We had been told, when the jury went out after lunch with the news that they could now come to a majority verdict, that Judge Liam McKechnie was not intending to call them back until at least 4.30. Curran’s supporters, few though they were, had gone off secure in the knowledge that justice would be a long time coming. It was already the second day of waiting.
But, as so often happens when a jury is given the option of a majority verdict, the knock wasn’t long in coming. A little over half an hour later the news came and people poured back into the courtroom. The Keogh family filed into their seats, faces rigid with anticipation. The sister of one of the two slain men at the centre of the trial took her seat at the side of the court with her brother’s former boss beside her. She looked ahead grimly, waiting for whatever was to come. But Curran’s supporters didn’t show. His eyes kept their darting looking for the familiar face that didn’t arrive as his nervous rocking got faster. By the time the jury took their seats he had given up. Staring straight ahead, his hands clasped in front of his mouth.
At 19 years of age, he was alone when he was told that the jury had unanimously found him guilty of the murder of Polish mechanic Pawel Kalite and also of the murder of Marius Szwajkos by a majority of 11 to 1.
He stared straight ahead as Keogh beside him grinned at the news he had been acquitted on both counts. He will be sentenced for the assault of Mr Kalite later in the month. His family burst into unanimous tears as the verdicts were read out. Across the room Pawel’s sister glanced over coldly. She will have to wait until tomorrow to make her feelings known when victim impact statements will be read to the court as Curran is given the mandatory life sentences.
He has been convicted of two of the most shocking murders in recent years. Pawel Kalite & Marius Szwajkos died when they were stabbed in the head with a Philips screwdriver that Curran had taken from a stolen motorbike.
His defence was that he had thought one of them had stabbed his father but the jury did not accept that version of events. They agreed with the prosecution, that Curran had reacted to an earlier incident in which a young relation was in a tussle with Mr Kalite. The teenagers involved in that earlier row had called Curran, who arrived with Keogh and dealt out swift and fatal retribution.
It’s hard to feel sympathy for someone guilty of such a brutal crime but as he sat there surrounded by his legal team as the court emptied, tears running down his cheeks, it was difficult to not to feel a pang of basic empathy.
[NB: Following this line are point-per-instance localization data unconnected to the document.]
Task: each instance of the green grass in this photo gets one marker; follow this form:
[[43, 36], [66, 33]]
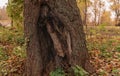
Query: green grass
[[12, 50]]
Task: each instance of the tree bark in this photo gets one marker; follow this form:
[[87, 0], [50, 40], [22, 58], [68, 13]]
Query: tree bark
[[54, 35]]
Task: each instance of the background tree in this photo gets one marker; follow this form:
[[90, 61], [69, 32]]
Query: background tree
[[15, 12], [116, 8], [83, 6], [105, 18], [55, 37]]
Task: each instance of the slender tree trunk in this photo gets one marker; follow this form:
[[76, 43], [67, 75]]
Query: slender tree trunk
[[54, 35]]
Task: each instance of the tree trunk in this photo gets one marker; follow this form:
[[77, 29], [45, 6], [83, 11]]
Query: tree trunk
[[54, 35]]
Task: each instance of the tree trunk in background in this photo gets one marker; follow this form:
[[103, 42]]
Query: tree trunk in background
[[54, 35]]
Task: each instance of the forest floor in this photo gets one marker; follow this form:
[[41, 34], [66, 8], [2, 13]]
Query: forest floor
[[103, 43], [104, 47]]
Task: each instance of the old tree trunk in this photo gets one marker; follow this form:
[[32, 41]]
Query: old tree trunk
[[54, 35]]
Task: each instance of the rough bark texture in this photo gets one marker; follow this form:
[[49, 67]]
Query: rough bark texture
[[54, 35]]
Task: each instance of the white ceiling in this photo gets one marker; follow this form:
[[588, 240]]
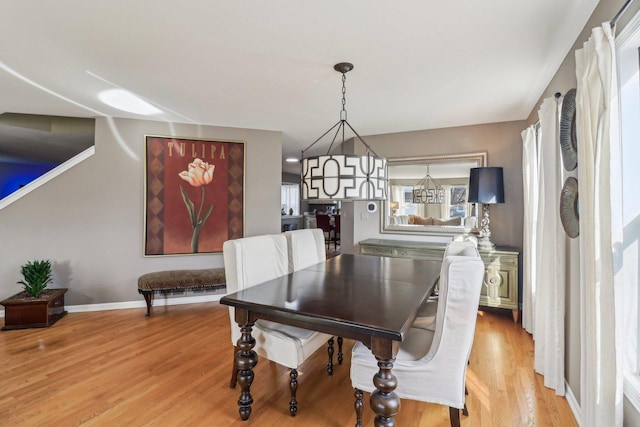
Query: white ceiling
[[269, 64]]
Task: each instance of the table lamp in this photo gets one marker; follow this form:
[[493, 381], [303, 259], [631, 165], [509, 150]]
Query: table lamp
[[486, 186]]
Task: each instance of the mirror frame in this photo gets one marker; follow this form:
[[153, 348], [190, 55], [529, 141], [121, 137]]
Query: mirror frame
[[481, 160]]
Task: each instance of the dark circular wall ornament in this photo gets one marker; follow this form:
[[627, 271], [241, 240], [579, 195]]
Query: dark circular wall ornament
[[568, 139], [569, 207]]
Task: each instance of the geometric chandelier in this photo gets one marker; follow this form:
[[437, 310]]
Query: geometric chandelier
[[428, 191], [344, 176]]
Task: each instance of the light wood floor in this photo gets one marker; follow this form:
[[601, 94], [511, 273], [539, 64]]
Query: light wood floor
[[118, 368]]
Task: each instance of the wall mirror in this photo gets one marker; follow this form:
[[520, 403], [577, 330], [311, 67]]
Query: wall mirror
[[428, 195]]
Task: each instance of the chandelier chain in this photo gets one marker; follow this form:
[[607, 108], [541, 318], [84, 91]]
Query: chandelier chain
[[343, 113]]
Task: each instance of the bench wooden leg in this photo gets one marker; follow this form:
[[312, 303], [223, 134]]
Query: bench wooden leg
[[148, 298]]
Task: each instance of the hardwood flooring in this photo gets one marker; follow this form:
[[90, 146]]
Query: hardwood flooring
[[118, 368]]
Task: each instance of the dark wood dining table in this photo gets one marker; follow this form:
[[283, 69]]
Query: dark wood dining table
[[370, 299]]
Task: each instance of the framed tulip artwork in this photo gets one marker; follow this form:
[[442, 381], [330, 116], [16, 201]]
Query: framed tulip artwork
[[194, 194]]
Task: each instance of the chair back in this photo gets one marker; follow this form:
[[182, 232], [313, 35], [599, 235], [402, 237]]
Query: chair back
[[431, 365], [461, 279], [250, 261], [305, 247]]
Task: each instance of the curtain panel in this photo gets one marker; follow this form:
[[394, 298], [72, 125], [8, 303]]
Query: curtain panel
[[550, 242], [600, 228], [530, 192]]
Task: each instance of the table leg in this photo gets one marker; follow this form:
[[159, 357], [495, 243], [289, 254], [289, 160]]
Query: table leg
[[384, 402], [245, 359]]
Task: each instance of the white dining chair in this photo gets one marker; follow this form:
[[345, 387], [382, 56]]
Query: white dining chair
[[306, 247], [431, 365], [248, 262], [427, 315]]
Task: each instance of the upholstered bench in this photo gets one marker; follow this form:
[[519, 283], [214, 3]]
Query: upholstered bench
[[179, 281]]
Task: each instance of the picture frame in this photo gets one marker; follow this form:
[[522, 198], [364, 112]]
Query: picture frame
[[194, 194]]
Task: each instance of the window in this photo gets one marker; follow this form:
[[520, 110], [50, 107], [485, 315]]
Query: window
[[628, 278], [290, 198]]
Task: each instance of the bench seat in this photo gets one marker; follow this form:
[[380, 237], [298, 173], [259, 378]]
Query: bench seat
[[179, 280]]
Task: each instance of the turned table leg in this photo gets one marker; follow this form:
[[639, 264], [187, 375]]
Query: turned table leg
[[245, 359], [384, 402]]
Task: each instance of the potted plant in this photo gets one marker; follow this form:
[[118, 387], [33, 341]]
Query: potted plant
[[36, 306]]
He suddenly looked extremely young and the full weight of what he had done and the punishment he was facing had obviously just hit.
I’ve had criticism here in the past for showing too much sympathy for the accused in various trials but when you’re telling a story it’s sometimes a by product. I’ve worked in the courts for four years now. I’ve covered a lot of trials. I’ve sat and watched people accused of absolutely unpalatable cruelty to other human beings. But I’ll always try to view everyone with compassion. It’s not always possible. I’m certainly a lot more cynical since I started working here but sometimes, like today you see something that makes you forget for a moment the details on the charge sheet and look on the accused as just another human being.
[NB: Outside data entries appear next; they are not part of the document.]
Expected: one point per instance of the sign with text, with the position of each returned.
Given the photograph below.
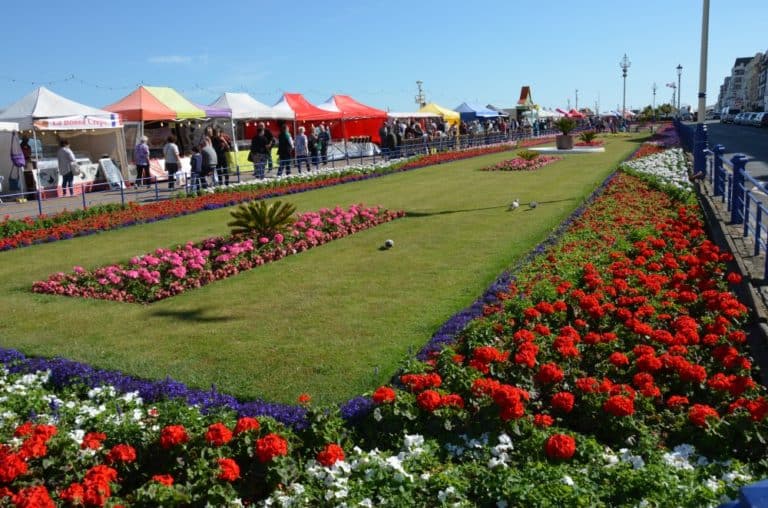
(79, 122)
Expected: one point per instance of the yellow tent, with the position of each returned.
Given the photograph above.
(448, 115)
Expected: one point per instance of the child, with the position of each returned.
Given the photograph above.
(196, 162)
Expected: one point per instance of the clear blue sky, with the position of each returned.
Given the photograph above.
(375, 51)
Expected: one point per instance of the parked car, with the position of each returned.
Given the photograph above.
(727, 115)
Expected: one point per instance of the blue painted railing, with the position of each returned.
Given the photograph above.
(743, 196)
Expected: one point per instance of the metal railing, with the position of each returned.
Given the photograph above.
(744, 197)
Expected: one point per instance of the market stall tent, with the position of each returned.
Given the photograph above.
(469, 111)
(293, 106)
(357, 119)
(48, 117)
(243, 106)
(448, 115)
(148, 103)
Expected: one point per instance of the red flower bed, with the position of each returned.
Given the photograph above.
(168, 272)
(520, 164)
(643, 337)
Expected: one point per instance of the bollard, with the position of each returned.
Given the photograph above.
(737, 189)
(719, 172)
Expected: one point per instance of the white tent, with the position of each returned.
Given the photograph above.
(49, 117)
(243, 106)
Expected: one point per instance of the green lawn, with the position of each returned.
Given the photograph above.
(334, 321)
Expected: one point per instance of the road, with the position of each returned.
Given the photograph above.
(750, 141)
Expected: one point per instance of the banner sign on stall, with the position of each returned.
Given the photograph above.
(78, 122)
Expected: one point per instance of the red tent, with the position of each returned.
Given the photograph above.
(357, 118)
(293, 106)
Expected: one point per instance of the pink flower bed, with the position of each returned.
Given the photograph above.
(520, 164)
(168, 272)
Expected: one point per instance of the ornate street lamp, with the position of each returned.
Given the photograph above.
(679, 90)
(624, 64)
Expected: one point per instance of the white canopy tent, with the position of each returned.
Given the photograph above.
(243, 106)
(49, 117)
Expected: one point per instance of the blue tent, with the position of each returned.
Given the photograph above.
(469, 111)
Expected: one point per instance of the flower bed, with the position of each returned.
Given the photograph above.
(621, 380)
(65, 225)
(520, 164)
(668, 168)
(169, 272)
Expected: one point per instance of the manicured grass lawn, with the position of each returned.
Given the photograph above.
(334, 321)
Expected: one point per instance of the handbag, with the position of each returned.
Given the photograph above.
(14, 184)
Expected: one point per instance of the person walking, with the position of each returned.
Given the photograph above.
(259, 145)
(172, 160)
(324, 141)
(302, 150)
(141, 159)
(67, 167)
(222, 145)
(196, 165)
(284, 151)
(210, 161)
(270, 144)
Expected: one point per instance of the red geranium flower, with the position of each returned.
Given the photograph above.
(428, 400)
(563, 401)
(123, 453)
(173, 435)
(271, 446)
(383, 395)
(618, 405)
(331, 454)
(229, 471)
(218, 434)
(700, 413)
(560, 447)
(93, 440)
(163, 479)
(549, 373)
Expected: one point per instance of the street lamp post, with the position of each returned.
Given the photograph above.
(624, 64)
(679, 90)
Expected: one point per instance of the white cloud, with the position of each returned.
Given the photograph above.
(170, 59)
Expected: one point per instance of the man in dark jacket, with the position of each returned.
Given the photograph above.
(259, 152)
(284, 151)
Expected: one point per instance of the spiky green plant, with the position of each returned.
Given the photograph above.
(565, 125)
(588, 136)
(259, 218)
(527, 155)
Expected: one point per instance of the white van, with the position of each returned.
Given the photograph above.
(727, 115)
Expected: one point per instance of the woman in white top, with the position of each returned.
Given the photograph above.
(66, 167)
(172, 159)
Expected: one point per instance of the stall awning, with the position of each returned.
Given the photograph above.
(351, 109)
(148, 103)
(293, 106)
(243, 106)
(42, 106)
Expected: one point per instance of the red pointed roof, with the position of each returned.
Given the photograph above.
(295, 106)
(525, 96)
(140, 106)
(350, 108)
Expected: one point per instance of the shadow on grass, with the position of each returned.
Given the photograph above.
(523, 206)
(190, 315)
I think Curran deserved the guilty verdicts. His crime was a terrible one, sudden and shocking in a way that’s not often seen. This case sparked outrage when it happened, there were candlelit vigils in Drimnagh at the scene. It’s the kind of case that makes you feel uncomfortable from the safety of your comfortable middle class life. A story of teens out of control, lives wasted before they had even properly begun, two men who had come to this country to make a better life slain after one of them stood up to the wrong kids. It doesn’t get any less terrible because the killer was upset but when the harsh veneer of feral adolescence is stripped away to show a flash of a frightened, vulnerable kid, the horror, if anything is worse.
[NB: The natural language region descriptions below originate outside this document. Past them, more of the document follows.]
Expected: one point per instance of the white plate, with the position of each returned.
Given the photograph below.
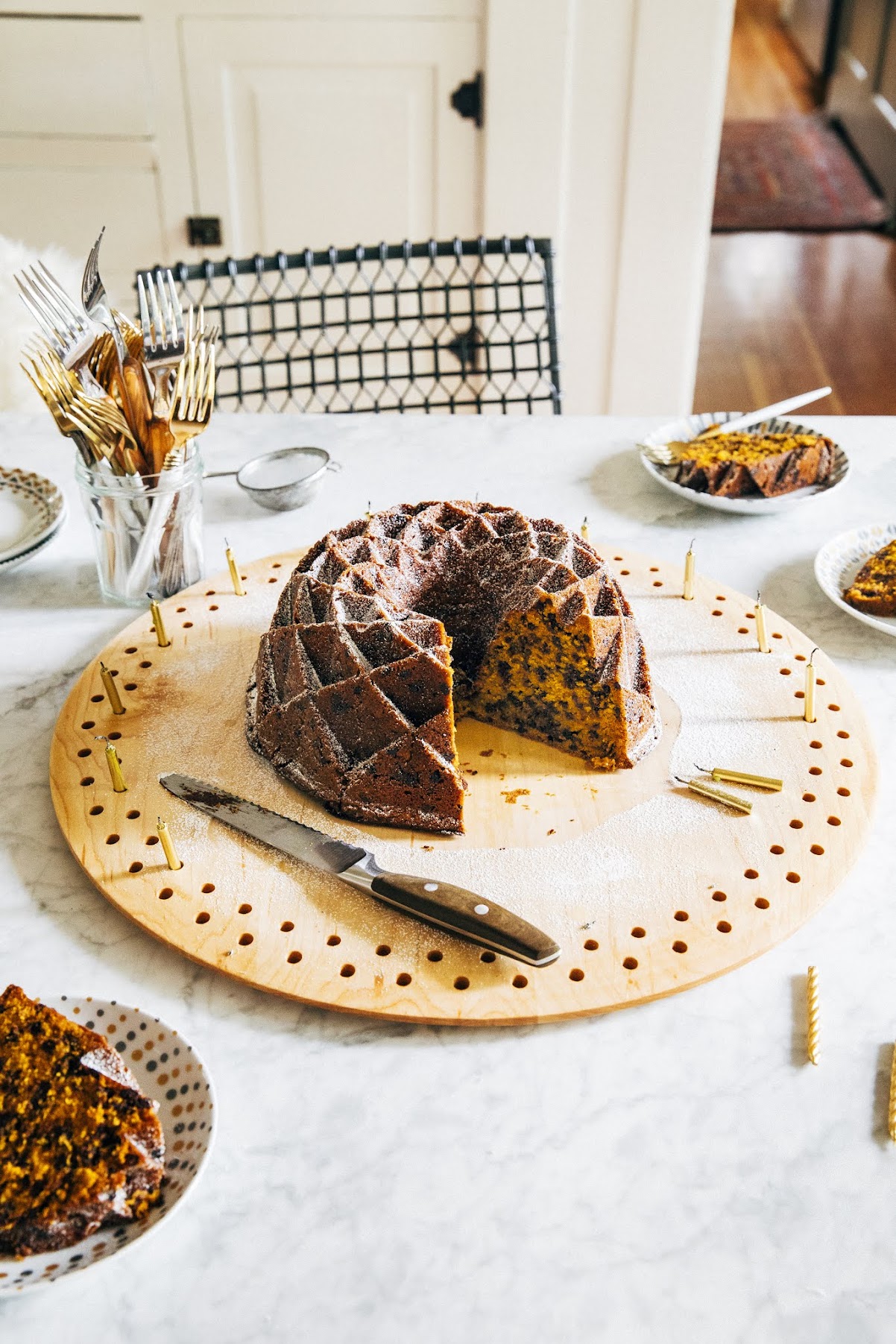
(31, 511)
(169, 1071)
(690, 426)
(840, 561)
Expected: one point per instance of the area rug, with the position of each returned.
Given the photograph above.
(793, 172)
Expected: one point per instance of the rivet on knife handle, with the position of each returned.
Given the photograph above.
(468, 914)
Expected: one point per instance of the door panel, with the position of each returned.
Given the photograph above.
(312, 132)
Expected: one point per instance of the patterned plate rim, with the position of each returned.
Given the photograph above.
(877, 535)
(50, 496)
(47, 1266)
(688, 426)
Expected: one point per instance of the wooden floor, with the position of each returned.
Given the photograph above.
(787, 312)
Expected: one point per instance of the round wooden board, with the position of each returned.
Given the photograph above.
(646, 887)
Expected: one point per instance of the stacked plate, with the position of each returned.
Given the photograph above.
(33, 510)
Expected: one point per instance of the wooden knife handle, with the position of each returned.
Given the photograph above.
(467, 914)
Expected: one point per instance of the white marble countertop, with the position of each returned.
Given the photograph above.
(668, 1173)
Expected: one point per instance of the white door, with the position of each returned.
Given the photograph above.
(316, 132)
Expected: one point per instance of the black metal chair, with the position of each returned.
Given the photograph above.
(461, 326)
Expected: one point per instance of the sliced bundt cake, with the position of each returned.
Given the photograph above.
(393, 625)
(80, 1144)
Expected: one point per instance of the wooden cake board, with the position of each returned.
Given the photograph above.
(646, 887)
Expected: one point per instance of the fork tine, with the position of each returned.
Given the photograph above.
(144, 308)
(176, 311)
(159, 327)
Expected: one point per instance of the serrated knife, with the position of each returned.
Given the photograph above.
(434, 902)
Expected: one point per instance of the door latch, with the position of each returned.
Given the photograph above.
(468, 100)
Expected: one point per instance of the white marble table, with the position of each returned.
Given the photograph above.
(668, 1173)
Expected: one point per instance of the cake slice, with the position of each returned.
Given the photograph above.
(874, 589)
(80, 1144)
(733, 465)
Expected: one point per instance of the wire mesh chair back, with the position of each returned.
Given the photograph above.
(458, 327)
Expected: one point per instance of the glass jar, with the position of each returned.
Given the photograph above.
(148, 531)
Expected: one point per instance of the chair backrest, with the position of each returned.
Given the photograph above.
(460, 326)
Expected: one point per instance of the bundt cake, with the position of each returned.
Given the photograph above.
(394, 625)
(80, 1144)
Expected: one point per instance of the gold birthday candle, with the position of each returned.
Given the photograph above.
(813, 1046)
(155, 611)
(809, 702)
(115, 766)
(234, 572)
(760, 627)
(688, 584)
(706, 791)
(757, 781)
(112, 690)
(168, 845)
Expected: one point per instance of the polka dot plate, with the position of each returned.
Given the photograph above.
(31, 512)
(168, 1070)
(840, 561)
(690, 426)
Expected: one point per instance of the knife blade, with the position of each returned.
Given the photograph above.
(440, 903)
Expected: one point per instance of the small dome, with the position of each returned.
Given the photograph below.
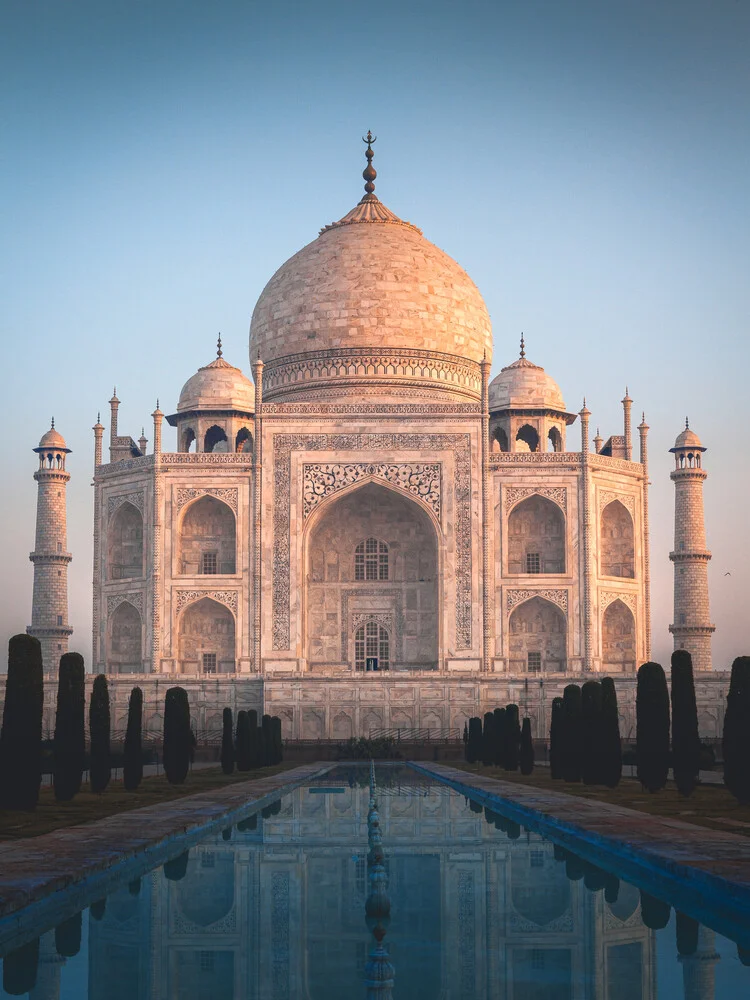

Certainly as we all waited for the lift to the ground floor in the standard hanging around that follows a verdict in the hope of a useable quote, Curran’s sudden vulnerability was noted. The sight of him being comforted had left a slightly unpleasant after taste. It made him look so young to have done something so horrible.
Tomorrow we’ll gather again to hear the victim impact statements from the families of the two Polish men as Curran is handed his two life sentences. We’ll hear about the men who died in those few frenzied seconds on that Saturday evening and the effect their loss has had on their grieving families. There’ll be no sympathy for Curran then, and this now is only a moment of thought before I settle down to write my final wrap up of the trial for the Sunday Independent. But no matter how cynical I may become doing this job I never want to forget that everyone who enters that courtroom is a human being and all deserve some basic human compassion now and then.